Traverse City Record-Eagle

July 31, 2008

Film documents 'real-life' Spinal Tap

By Tom Carr

TRAVERSE CITY — Turn this one up to 11.

Canadian heavy metal band Anvil, hailed as a "real-life Spinal Tap" for their stubborn struggle to succeed over the last three decades, will visit the Traverse City Film Festival Friday and Saturday nights to play short sets following the screening of a documentary of the band's career.

"Someone described it as 'Rocky' with Marshall amplifiers," said Sacha Gervasi, director of "Anvil! The Story of Anvil" who also wrote the screenplay for Steven Spielberg's "The Terminal."

The band remains devoted to heavy metal, much like the subjects of actor/producer Rob Reiner's classic 1984 mock-rock-documentary "This is Spinal Tap," which included a famous comedy bit about an amplifier that goes to 11 instead of 10.

And get this: Anvil's drummer is Robb Reiner. He and guitarist Steve "Lips" Kudlow are the two members who met in high school and have stuck with it as other members have come and gone.

"There's coincidences all over the place," Kudlow said during a telephone call to his day job as a file clerk in Toronto. "The second you try to make a documentary about a rock band, it's going to be compared to that."

Gervasi was a teenager in London when the Toronto-based band played a music festival in his hometown. He already owned their album "Metal on Metal."

"I was an immediate convert to the Anvil cause," he said. "I invited them around London and became their tour guide."

At age 16, he summered in North America and worked as a roadie for the group.

About 20 years later, Gervasi contacted his old friends to see what they were up to.
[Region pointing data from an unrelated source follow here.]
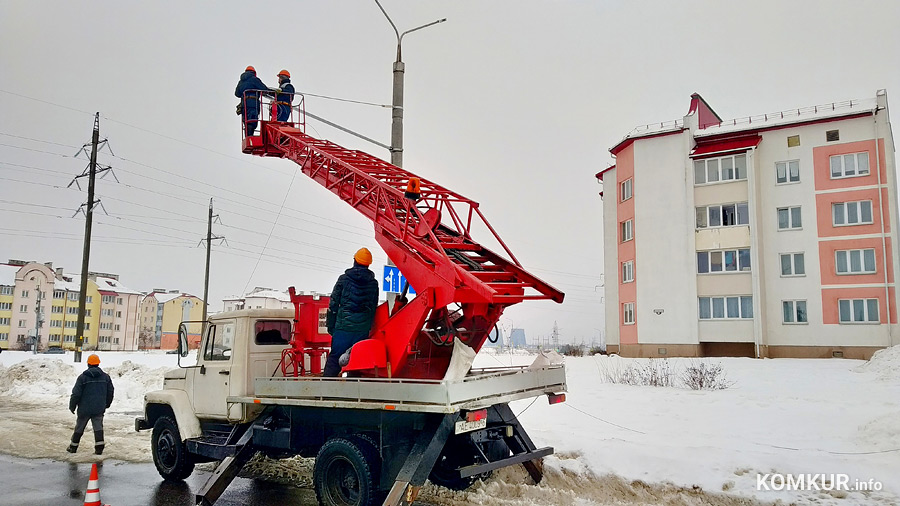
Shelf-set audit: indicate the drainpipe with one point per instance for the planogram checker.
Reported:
(884, 256)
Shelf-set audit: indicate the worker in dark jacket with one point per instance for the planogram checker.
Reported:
(92, 395)
(250, 101)
(351, 310)
(284, 96)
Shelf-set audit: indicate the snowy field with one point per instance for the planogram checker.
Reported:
(615, 444)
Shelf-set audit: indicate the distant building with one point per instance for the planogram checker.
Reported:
(118, 325)
(517, 338)
(258, 298)
(161, 313)
(768, 236)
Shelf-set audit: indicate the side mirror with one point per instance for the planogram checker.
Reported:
(182, 341)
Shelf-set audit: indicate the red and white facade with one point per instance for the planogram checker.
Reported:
(768, 236)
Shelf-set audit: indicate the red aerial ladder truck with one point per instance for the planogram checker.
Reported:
(412, 410)
(426, 230)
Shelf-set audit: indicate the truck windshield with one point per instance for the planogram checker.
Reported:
(273, 332)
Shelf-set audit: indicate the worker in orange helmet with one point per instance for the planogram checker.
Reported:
(92, 396)
(247, 90)
(351, 310)
(284, 95)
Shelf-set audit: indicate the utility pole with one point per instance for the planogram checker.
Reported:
(39, 319)
(209, 239)
(88, 207)
(397, 103)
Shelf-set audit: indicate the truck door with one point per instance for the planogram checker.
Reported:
(212, 380)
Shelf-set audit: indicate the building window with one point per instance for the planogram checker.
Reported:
(855, 261)
(722, 169)
(793, 264)
(628, 313)
(851, 213)
(732, 260)
(789, 218)
(794, 311)
(858, 310)
(628, 271)
(627, 230)
(787, 172)
(851, 165)
(724, 215)
(726, 308)
(627, 189)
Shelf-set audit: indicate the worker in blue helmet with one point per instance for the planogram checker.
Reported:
(247, 90)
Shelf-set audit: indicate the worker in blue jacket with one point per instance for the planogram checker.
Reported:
(351, 309)
(91, 396)
(284, 96)
(250, 101)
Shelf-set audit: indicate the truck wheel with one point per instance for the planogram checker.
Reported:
(169, 452)
(344, 474)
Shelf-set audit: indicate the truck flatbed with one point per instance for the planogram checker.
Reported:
(480, 388)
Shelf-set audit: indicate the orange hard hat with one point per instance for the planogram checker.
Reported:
(363, 257)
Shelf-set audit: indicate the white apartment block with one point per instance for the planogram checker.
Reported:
(767, 236)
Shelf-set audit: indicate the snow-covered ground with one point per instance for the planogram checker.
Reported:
(615, 444)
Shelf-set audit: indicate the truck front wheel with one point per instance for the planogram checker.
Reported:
(169, 452)
(344, 474)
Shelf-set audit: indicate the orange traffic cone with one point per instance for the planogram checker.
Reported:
(92, 495)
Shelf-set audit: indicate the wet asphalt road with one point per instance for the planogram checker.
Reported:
(29, 482)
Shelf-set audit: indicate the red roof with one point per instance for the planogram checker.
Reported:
(726, 146)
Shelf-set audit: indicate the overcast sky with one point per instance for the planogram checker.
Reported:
(513, 104)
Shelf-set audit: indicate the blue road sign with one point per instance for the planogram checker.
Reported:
(393, 280)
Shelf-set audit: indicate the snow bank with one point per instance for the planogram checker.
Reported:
(885, 364)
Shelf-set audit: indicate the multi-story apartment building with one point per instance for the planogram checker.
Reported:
(767, 236)
(118, 325)
(259, 297)
(161, 313)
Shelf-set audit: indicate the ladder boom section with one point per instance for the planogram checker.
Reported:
(428, 236)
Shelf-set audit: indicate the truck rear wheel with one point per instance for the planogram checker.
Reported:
(169, 452)
(344, 473)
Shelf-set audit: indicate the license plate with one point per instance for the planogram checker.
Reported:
(464, 426)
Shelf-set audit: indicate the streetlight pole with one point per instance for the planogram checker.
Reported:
(397, 103)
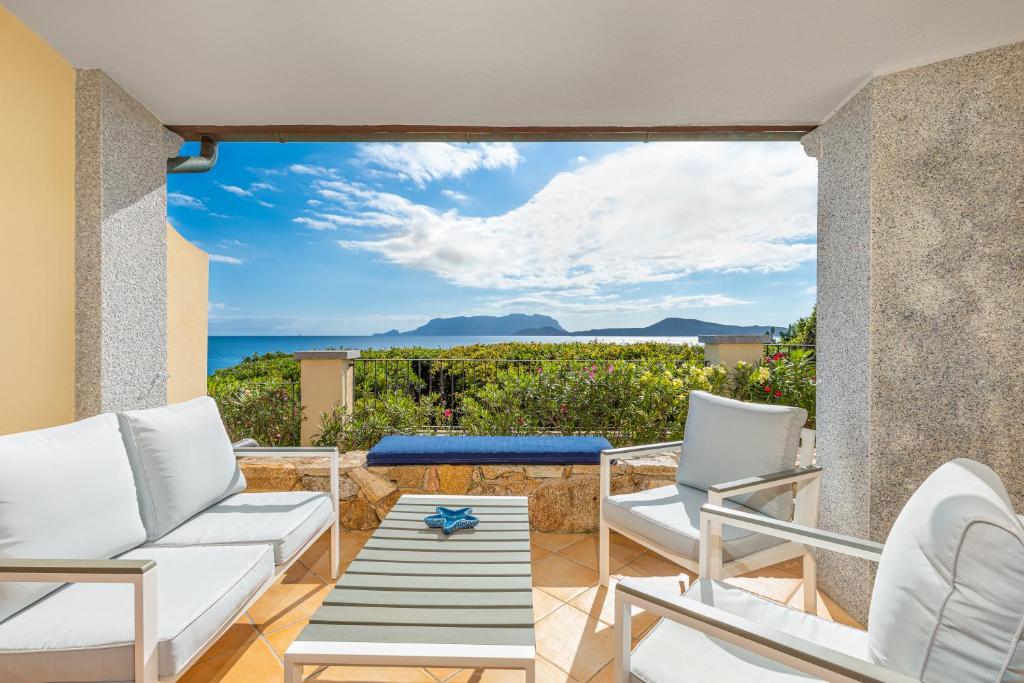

He was impressed that, while he had stopped hearing about them, they were still at it.

"When I met Lips again, it was really inspiring," Gervasi said. "Lips hadn't changed. Oddly enough, he still thought they could make it."

Gervasi hadn't done a documentary before, but decided their story was worth telling.

Kudlow said he's enjoyed his career despite the lack of a major show-biz breakthrough. Long after many aspiring rockers would've given up, he's continued to work low-stress, low-pay jobs that he doesn't have to worry about when he gets home. That allows him to hit the studio in the afternoons.

"I have a family, a home and I've carried on pretty much a regular life," Kudlow said.

He now works for his sister and brother-in-law, and takes a vacation whenever the band tours.

"You get free, paid vacations while you're on tour and you get to pretend you're a rock star when you're not at work," he said.

He relishes that the group has a loyal, though small, following.

"The intent of the band is not to be a commercial commodity," Kudlow said. "That's anti-metal."

He's excited about the attention the movie has created for the band and where it might lead.

"I haven't made a living off the band yet," he said. "That would be the nicest thing that could happen."

The band will perform after both showings of the film, which are screening at 6 p.m. Friday and Saturday at Lars Hockstad Auditorium.